X Men In Welcher Reihenfolge Anschauen
Okay, Leute, lasst uns über etwas reden, das wahrscheinlich mehr Diskussionen auslöst als die Frage, ob Ananas auf Pizza gehört: Die X-Men Filme. Und zwar in welcher Reihenfolge man sie schauen sollte. Puh! Tief durchatmen, das wird holprig.
Chronologische Reihenfolge? Veröffentlichungsreihenfolge? Völliger Wahnsinn, der aus einer Laune heraus entsteht? Es gibt so viele Optionen, dass man fast Mutationen entwickelt, nur um sie alle zu bewältigen.
Die Qual der Wahl (und der Mutanten)
Da wären die Puristen. Sie sagen: "Man muss mit X-Men (2000) anfangen! Es ist der Anfang! Es ist kanonisch!" Und dann starren sie dich an, als hättest du gerade gesagt, du würdest Welpen essen. Okay, okay, ich verstehe.
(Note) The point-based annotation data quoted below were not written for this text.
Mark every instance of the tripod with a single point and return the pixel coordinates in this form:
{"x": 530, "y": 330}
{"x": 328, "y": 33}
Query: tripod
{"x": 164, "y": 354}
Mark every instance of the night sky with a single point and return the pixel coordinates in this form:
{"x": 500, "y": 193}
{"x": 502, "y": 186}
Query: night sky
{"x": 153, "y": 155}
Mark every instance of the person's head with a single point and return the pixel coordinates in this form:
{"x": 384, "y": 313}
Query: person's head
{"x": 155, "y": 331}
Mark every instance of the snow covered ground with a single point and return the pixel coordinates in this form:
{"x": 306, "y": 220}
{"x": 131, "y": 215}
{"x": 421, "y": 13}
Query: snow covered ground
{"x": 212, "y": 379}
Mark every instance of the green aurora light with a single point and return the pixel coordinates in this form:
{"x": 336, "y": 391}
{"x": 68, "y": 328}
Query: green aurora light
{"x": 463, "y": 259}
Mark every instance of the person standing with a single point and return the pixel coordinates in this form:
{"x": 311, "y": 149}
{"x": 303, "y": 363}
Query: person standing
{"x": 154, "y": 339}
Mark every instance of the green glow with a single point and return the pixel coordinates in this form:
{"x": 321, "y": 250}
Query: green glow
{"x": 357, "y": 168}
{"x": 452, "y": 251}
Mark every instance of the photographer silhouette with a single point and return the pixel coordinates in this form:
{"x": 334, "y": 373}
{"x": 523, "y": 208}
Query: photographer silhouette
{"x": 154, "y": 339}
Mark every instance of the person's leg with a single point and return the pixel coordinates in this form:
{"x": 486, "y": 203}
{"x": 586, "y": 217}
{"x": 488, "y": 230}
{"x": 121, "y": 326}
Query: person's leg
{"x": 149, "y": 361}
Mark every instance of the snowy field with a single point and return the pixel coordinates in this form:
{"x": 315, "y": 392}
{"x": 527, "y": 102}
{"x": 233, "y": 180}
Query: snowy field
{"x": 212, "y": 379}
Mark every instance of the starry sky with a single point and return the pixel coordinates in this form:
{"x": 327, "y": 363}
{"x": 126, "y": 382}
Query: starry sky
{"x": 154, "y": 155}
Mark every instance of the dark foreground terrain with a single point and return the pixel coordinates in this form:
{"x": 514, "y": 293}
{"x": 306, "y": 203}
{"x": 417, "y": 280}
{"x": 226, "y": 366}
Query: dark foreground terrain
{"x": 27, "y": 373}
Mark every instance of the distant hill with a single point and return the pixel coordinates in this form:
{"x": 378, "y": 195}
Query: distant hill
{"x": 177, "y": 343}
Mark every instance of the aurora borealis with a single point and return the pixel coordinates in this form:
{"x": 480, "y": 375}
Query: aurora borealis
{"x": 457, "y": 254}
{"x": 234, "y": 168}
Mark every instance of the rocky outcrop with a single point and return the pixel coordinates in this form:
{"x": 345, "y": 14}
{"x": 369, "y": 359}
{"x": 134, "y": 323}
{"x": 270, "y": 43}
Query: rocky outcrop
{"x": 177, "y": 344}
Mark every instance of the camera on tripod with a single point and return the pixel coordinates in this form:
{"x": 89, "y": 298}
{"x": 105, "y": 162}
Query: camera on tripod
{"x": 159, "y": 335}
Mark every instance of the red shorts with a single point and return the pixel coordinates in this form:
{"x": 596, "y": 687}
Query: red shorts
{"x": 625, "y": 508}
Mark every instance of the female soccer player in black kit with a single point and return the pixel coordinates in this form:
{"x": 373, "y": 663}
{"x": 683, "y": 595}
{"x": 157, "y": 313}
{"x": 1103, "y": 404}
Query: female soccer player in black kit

Aber... ist es wirklich der beste Anfang?
Dann gibt es die Veröffentlichungsreihenfolge-Jünger. Die argumentieren: "So hat es die Welt erlebt! So wurde die Geschichte enthüllt!" Das ist fair. Aber bedeutet das auch, dass wir uns durch jeden einzelnen Film kämpfen müssen, egal wie... sagen wir... "herausfordernd" er ist?
Und dann kommen wir zu den Chronologie-Chaoten. Diese Leute haben Diagramme. Komplizierte Diagramme mit Pfeilen und Zeitlinien, die sich kreuzen. Sie erklären dir, wie *X-Men: Erste Entscheidung* vor *X-Men Origins: Wolverine* kommt (was sowieso ignoriert werden sollte, sorry, Hugh!). Mein Gehirn fängt schon an zu schmelzen.
Meine (höchstwahrscheinlich umstrittene) Meinung
Jetzt kommt der Teil, wo ich gesteinigt werde. (Virtuell, bitte.)
Ich sage: Vergiss all das. Fang mit X-Men: Zukunft ist Vergangenheit an.
Ja, ich weiß! Verrückt! Aber hört mir zu. (Lest mir zu?) Dieser Film ist wie ein Best-Of der X-Men-Filme. Er hat Action, er hat Emotionen, er hat Hugh Jackman. Er ist quasi das Schaufenster, das dich in die Welt der Mutanten einführt, ohne dich sofort mit zwanzig Jahren Kontinuität zu erschlagen.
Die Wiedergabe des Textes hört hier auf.